Directed by Peter Bratt, the documentary serves as a homage and recognition of the life of Huerta, whose own story was often overshadowed by Chavez’s fame.

The film, which first premiered at the Landmark E Street Cinema in downtown D.C. and elsewhere around the country in 2017, came at a pertinent time considering the issues U.S. society is facing in relation to immigration. It explores Huerta’s struggles as a rebel, activist, feminist and mother. Although the documentary touches on sensitive and profound issues, it manages to keep the audience entertained and find humor in discourse that contradicts Huerta’s beliefs.

The documentary starts by exploring the environment of resistance and social movements of the 1950s and 1960s. Huerta was at the forefront of it all. Bratt highlights the challenges she faced as a single mother and as a woman. He shows the sacrifices she had to make with her family and how she gave up her dream of becoming a dancer.

Huerta also confronted sexism both outside of the labor union and from within it. Bratt incorporates an interview with Huerta and Chavez in which the women interviewing them ask Chavez why he chose a woman to help with his movement. Chavez asks Huerta, “But don’t you ever have the average woman’s dream of going out to some spa and being relaxed and having a new hairdo and buying a great dress and having a big party?” With a smile on her face and the charisma that characterizes her, Dolores responds, “To me, being at a spa and having a new hairdo would be a terrible waste of time.”

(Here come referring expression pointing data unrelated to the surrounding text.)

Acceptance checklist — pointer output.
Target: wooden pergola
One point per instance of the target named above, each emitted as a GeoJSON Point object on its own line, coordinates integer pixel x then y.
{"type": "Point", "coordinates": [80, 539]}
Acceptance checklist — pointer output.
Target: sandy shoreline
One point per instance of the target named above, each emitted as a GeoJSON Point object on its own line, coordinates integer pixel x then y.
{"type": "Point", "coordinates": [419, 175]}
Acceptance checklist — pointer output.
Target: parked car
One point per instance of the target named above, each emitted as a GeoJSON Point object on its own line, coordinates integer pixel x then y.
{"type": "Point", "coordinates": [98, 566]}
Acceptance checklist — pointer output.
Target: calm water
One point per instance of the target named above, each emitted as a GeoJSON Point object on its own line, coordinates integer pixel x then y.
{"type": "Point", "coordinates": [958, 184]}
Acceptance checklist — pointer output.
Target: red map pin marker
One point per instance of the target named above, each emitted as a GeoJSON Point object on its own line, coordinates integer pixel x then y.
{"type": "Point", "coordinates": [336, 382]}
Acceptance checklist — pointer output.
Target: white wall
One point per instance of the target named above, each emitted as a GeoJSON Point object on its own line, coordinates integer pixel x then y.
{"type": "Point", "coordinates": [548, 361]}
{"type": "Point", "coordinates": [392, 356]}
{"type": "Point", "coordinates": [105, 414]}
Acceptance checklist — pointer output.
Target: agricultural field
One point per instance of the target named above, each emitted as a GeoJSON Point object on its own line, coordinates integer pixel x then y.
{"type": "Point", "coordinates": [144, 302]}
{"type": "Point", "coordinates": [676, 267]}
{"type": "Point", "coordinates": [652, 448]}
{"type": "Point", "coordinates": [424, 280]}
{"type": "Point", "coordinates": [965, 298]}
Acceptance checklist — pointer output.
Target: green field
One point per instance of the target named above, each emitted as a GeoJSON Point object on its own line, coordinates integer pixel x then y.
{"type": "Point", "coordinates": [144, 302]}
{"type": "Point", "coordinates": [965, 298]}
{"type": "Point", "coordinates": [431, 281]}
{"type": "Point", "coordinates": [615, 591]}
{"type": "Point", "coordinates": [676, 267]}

Huerta played a key role in securing major achievements for the United Farm Workers Union. She was the main organizer and negotiator of the 1965 Delano grape strike, through which workers successfully negotiated a landmark contract. Despite her many successes, she was eventually forced to resign because the union was not ready for female leadership. But Huerta’s impact did not end there. She established the Dolores Huerta Foundation and continued fighting for social justice.

Poster for "Dolores," a documentary about civil rights icon Dolores Huerta

Today, Huerta is one of the most prominent, yet least recognized activists and feminists in the U.S. Throughout history, her hard work has been overshadowed due to sexism. Bratt’s film does a great job of recognizing her activism in social and cultural movements. For example, the documentary clarifies that it was Huerta and not Chavez, who came up with the slogan “Si se puede” (“Yes, we can”) that Barack Obama used in his presidential campaigns 6 decades later.

Now in her late 80s and still active on social justice issues, Huerta has finally begun to receive her much-deserved recognition. In 2015, an exhibition about her life opened at the Smithsonian’s National Portrait Gallery in D.C. However, her fame does not rival that of Chavez, who has statues, streets, and even a D.C. charter school named after him.

The film does a great job of bringing attention to Huerta’s life and accomplishments and serves as a reminder of the power and voice that people can have in politics, no matter the odds.